In Robert Cormier's unforgettable novels, an individual often stands alone, fighting for what is right--or just to survive--against powerful, sinister, and sometimes evil people. His twisty, gripping stories explore some of the darker corners of the human psyche but always with a moral focus and a probing intelligence that compels readers to examine their own feelings and ethical beliefs. The questions that follow are intended to spur discussion and to provoke thoughtful readers to contemplate some of the issues of identity, character, emotion, and morality that make Cormier's books so compelling.
"Cormier's greatest work skillfully weaves together three narratives to slowly reveal
the horrifying fate of fourteen-year-old Adam Farmer and his family." --The Horn Book
1. Adam is pedaling on the bike at the beginning and the end of the novel. What do you think this endless cycling refers to? Does the book have a sense of motion? Is there a destination?
2. Discuss the meaning of the title. Is it significant that it comes from a nursery song sung by Adam at the end of the book?
3. Adam is struggling to understand his identity. What composes his identity? What composes your identity? What defines you?
4. Do you think this novel is a tragedy? What types of injustice are done to Adam? How does the government view him? Does it value him? In what way(s)?
5. Adam is being manipulated by the doctors/ government. How is Cormier manipulating you as the reader and why?

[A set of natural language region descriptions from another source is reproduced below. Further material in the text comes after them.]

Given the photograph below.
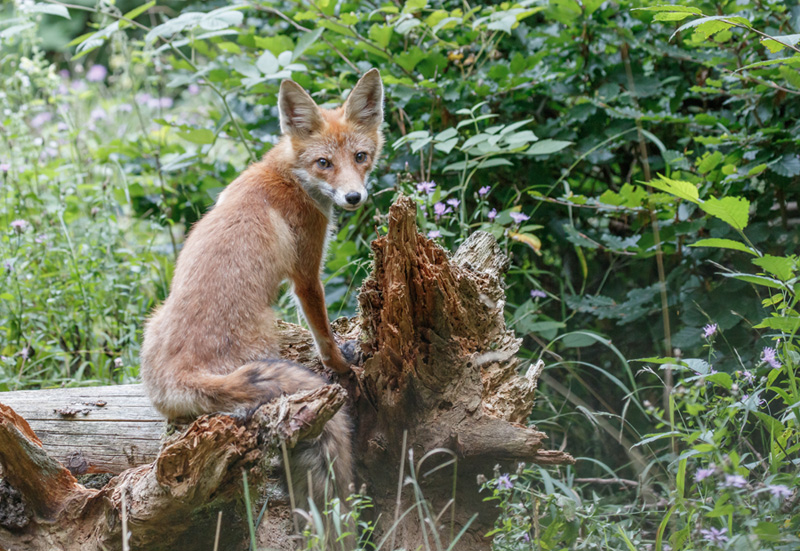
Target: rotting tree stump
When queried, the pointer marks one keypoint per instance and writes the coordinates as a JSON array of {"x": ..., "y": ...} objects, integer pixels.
[{"x": 440, "y": 373}]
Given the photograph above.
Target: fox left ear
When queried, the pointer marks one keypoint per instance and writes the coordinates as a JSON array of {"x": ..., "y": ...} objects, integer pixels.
[{"x": 364, "y": 105}]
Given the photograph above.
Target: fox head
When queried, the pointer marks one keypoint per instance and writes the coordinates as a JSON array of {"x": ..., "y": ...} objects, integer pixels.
[{"x": 334, "y": 150}]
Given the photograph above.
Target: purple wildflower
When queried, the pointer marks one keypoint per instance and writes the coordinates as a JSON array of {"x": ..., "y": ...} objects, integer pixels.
[
  {"x": 519, "y": 217},
  {"x": 19, "y": 225},
  {"x": 426, "y": 187},
  {"x": 440, "y": 209},
  {"x": 734, "y": 481},
  {"x": 504, "y": 482},
  {"x": 702, "y": 474},
  {"x": 40, "y": 119},
  {"x": 96, "y": 73},
  {"x": 768, "y": 356},
  {"x": 779, "y": 490},
  {"x": 714, "y": 535},
  {"x": 98, "y": 113}
]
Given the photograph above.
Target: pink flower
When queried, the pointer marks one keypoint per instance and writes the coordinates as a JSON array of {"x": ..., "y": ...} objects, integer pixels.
[
  {"x": 426, "y": 187},
  {"x": 768, "y": 356},
  {"x": 519, "y": 217},
  {"x": 96, "y": 73},
  {"x": 19, "y": 225}
]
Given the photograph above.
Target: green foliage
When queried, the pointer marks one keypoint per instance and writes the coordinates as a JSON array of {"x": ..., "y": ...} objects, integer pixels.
[{"x": 639, "y": 163}]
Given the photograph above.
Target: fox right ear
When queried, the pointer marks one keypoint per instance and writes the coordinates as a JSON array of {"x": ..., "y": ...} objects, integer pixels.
[{"x": 299, "y": 114}]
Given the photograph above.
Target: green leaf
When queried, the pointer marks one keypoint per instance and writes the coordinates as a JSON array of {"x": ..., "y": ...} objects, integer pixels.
[
  {"x": 733, "y": 210},
  {"x": 306, "y": 41},
  {"x": 136, "y": 12},
  {"x": 546, "y": 147},
  {"x": 785, "y": 324},
  {"x": 757, "y": 280},
  {"x": 778, "y": 43},
  {"x": 267, "y": 63},
  {"x": 678, "y": 188},
  {"x": 780, "y": 266},
  {"x": 718, "y": 243},
  {"x": 49, "y": 9},
  {"x": 200, "y": 136}
]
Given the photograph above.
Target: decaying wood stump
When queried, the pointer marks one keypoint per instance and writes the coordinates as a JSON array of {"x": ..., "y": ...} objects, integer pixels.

Cormier's writing is unique in its richness and power, and he has often been called the finest young adult novelist in America today. His books are brilliant and complex structures full of intricate wordplay and subtle thought. Robert Cormier is a Margaret A. Edwards Award winner, and his books repeatedly appear on the best books lists of the American Library Association, The New York Times, and School Library Journal.